Vaacha
Museum of Voice at Adivasi Academy, Tejgarh
A place where the voice of Adivasis is heard
Where voices speak about traditional knowledge
Where voices are released from the objects, through display, association with other objects, talks,workshops, performances.
An environment in which oral expression is valued through narratives, music, dialogue and performance.
The Vaacha Museum of Voice forms part of the Adivasi Academy's campus at Tejgadh. Museumization of culture is not on the Academy's agenda. Vaacha is created as a national level Resource Centre for Conservation and Promotion of the Culture and Craft of the Marginalised Communities in India. The Museum is a resource centre of tribal voice, whose expressions in every cultural, social and public form are being silenced with a 'structured' amnesia.
Vaacha functions more as a forum and a platform for expression of adivasi creativity. It offers intellectual space for adivasis interested in documenting social practices, and creating dynamic displays of adivasi expressions, both artistic and cultural, in the form of objects, artifacts, performances and digitized multimedia images.
Vaacha has archived an extensive collection of audio-visual documentation related to life-styles, cultural histories, bio-contexts, agro-practices, emotional complexes, attitudes, perceptions, commentary on contemporary world of the tribals and nomadic communities as well as other marginalized groups, together with audio recordings of testimonies, stories, memories, oral and local histories, songs and speech varieties. The Museum is seen as the 'laboratory' for contemporary ethnic, anthropological and artistic studies carried out from the perspective of adivasis themselves.

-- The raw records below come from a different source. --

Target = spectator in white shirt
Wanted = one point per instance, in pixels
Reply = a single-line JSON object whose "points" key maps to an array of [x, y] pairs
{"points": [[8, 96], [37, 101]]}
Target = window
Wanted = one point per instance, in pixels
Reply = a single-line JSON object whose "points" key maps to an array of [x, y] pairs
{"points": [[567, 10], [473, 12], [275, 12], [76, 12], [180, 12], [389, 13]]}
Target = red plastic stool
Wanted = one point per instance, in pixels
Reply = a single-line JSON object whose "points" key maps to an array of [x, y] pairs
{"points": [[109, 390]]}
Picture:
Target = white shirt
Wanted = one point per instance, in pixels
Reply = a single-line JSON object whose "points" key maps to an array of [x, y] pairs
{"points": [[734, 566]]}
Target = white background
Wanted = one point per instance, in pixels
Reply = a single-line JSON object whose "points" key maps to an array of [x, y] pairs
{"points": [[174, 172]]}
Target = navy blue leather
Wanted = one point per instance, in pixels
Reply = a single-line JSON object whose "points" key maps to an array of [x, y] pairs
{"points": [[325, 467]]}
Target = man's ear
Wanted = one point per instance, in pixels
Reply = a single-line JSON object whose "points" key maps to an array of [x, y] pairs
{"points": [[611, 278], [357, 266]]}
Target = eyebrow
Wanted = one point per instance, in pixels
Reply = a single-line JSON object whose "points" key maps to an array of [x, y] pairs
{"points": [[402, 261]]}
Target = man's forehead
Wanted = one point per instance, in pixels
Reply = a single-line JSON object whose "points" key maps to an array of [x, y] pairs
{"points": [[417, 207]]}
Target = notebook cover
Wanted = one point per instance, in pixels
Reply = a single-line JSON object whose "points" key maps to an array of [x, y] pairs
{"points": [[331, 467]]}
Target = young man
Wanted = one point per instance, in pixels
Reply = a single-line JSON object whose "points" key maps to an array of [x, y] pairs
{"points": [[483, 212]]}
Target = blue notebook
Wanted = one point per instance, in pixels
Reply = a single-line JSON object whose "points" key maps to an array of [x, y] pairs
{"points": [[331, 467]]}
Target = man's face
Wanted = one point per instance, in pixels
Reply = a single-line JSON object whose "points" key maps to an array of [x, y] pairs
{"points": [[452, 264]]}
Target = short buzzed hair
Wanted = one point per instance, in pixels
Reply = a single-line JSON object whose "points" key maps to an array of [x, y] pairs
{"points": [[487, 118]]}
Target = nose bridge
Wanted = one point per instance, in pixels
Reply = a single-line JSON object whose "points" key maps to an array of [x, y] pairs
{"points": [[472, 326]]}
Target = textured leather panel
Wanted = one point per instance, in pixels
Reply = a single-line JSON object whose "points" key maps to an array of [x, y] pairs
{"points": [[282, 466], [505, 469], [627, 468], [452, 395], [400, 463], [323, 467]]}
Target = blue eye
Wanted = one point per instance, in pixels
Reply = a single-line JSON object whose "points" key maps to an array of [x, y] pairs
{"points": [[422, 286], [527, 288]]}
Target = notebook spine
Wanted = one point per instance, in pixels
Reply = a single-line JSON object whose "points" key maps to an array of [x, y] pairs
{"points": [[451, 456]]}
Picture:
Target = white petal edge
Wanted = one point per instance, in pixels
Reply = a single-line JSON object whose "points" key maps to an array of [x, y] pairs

The Museum building combines features of local architecture and historical monuments found in the area. The floor spaces are left open for the participants to walk, perform, draw, write, or simply sit and watch. The Museum does not expect a reverential attitude from the viewer. The architectural style is fluid with no clear boundaries between inside and outside, no walls dividing the Museum from the Artists' Workshop. It is a 'museum without walls': inclusive in terms of what comprises the collection, creative in terms of how it may develop, and open to all who may find it relevant to their interest in adivasi culture.